ANCHORAGE (AP) -- The U.S. Department of Commerce has awarded a $5 million economic development grant, the largest in the nation this year, to the Alaska Industrial Development and Export Authority to finance half the cost of a second shiplift for the Ketchikan Shipyard. AIDEA owns the yard.
The second lift will allow the yard to handle several repair jobs at the same time, according to Doug Ward, business development director for Alaska Ship and Drydock, Inc., which operates the yard for AIDEA.
The yard now has a single 10,000-ton floating dry dock. When the dry dock is in use, no other jobs can be taken on, Ward said.
The $5 million Economic Development Administration grant must be matched by state or local sources, but matching funds have been lined up, he said.

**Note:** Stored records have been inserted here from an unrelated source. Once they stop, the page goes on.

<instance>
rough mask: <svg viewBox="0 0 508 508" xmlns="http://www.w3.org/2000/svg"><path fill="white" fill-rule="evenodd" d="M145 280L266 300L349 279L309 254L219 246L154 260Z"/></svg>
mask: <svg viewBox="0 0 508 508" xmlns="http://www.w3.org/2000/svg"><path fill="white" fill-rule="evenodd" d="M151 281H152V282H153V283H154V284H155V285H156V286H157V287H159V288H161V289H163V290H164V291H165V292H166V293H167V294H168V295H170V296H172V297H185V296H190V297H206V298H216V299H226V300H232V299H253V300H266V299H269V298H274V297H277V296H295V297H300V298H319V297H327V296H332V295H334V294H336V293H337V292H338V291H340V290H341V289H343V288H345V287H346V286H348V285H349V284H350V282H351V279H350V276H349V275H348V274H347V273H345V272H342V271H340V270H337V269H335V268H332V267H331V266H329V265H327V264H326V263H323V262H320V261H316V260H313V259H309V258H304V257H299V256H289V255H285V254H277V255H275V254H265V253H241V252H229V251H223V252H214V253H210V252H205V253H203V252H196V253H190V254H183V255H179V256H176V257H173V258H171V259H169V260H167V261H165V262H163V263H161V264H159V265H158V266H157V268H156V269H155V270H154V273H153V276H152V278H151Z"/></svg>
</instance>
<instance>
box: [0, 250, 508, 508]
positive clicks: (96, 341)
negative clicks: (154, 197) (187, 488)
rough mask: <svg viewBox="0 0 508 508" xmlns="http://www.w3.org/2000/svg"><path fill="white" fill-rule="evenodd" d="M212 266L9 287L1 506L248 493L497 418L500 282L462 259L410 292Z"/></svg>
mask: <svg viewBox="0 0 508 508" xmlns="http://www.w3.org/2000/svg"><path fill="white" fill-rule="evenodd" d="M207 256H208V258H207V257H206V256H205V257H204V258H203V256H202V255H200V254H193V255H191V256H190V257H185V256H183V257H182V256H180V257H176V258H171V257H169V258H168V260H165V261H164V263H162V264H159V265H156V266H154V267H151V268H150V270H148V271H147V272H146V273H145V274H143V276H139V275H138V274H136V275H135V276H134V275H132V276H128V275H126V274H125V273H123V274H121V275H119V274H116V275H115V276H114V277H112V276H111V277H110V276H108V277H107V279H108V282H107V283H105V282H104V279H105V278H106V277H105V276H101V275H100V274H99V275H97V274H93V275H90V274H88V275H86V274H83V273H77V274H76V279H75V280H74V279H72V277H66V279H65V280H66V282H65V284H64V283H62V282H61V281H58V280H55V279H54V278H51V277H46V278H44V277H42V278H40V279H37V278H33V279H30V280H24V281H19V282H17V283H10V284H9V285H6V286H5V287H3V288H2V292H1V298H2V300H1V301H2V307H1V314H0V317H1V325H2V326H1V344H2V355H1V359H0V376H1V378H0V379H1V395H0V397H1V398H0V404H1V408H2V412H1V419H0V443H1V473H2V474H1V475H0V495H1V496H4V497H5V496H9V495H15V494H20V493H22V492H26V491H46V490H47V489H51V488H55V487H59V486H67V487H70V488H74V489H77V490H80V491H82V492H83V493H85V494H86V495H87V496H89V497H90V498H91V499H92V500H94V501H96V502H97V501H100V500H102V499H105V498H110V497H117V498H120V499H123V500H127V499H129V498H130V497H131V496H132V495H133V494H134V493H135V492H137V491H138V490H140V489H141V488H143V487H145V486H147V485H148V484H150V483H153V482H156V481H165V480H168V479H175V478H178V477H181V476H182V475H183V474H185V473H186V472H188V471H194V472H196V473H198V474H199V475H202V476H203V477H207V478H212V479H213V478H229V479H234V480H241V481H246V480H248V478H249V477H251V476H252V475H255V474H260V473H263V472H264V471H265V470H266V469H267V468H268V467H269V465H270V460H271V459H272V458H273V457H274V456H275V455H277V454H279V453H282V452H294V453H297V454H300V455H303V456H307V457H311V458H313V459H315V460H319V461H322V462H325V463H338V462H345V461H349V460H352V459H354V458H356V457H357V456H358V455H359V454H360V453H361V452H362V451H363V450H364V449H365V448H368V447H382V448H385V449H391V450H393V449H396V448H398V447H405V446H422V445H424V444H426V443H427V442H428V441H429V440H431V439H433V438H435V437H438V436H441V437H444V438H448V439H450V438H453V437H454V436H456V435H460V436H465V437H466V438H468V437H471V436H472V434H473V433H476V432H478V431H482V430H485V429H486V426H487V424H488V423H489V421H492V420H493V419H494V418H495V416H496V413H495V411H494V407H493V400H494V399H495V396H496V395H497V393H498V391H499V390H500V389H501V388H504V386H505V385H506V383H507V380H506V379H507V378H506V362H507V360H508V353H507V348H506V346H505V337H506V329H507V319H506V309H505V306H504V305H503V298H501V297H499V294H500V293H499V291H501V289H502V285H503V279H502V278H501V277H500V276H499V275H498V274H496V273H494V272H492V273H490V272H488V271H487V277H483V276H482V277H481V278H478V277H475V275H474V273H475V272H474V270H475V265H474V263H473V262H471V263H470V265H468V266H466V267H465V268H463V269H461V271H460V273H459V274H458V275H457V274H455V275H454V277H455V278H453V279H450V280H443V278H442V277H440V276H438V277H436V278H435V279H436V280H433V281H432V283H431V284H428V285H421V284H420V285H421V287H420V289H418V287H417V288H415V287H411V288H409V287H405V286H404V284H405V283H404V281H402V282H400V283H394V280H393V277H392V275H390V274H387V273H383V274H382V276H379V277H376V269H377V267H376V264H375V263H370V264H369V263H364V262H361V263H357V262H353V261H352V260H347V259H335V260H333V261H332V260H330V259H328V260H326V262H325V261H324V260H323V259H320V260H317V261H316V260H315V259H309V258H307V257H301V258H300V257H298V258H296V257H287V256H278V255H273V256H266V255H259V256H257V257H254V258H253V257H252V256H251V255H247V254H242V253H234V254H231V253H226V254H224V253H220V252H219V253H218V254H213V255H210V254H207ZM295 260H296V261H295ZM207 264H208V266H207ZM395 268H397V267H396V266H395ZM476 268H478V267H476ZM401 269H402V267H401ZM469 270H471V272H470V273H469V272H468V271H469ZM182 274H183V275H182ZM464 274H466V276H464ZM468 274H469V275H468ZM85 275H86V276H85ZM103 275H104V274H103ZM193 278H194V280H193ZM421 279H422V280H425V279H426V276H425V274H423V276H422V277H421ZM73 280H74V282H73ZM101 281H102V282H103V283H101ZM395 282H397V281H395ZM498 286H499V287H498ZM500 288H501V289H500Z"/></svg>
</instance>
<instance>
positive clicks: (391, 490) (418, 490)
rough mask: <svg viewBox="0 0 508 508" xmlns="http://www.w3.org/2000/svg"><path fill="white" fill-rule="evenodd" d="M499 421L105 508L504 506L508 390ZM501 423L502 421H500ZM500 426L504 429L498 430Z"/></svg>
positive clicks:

With second shiplift is the largest item in the capital development plan for the Ketchikan yard.
''This will go a long way toward completing the development of the shipyard,'' Jim McMillan, acting director of AIDEA, told the Alaska Journal of Commerce.
Ninety-five percent of the vessels now working in Alaska waters are 250 feet in length or less, and operators believe the second shiplift will greatly expand the Ketchikan yard's capability to tap that market.
Additional facilities needed to make the yard more efficient include a unit to move vessels while maintenance is under way and a shelter over the work area to allow repairs to be done during bad weather, Ward said.
One of the reasons the Ketchikan yard won the grant is that it fit well in the Commerce Department's strategy to encourage ''industry clusters,'' according to Ward.
The Ketchikan shipyard has had its ups and downs. The state built the facility for major maintenance on state ferries, contracting its operation to private companies. A previous operator failed to make the yard pay, and the yard was closed in the early 1990s.
It was reopened in 1994 with the current operator, Alaska Ship & Drydock, and the ownership was transferred from the state Dept. of Transportation and Public Facilities to AIDEA in 1997.
AIDEA officials met last week with Ketchikan Gateway Borough and City of Ketchikan officials regarding a possible transfer of ownership of the yard from the state development authority to the local municipalities.
But AIDEA has extended the lease of the shipyard to Alaska Ship & Drydock until Oct. 15, 2003, or until a major refurbishing of the National Oceanic and Atmospheric Administration oceanographic research vessel Fairweather is completed. Alaska Ship and Drydock is bidding on the overhaul of the Fairweather, a job expected to cost $10 million or more.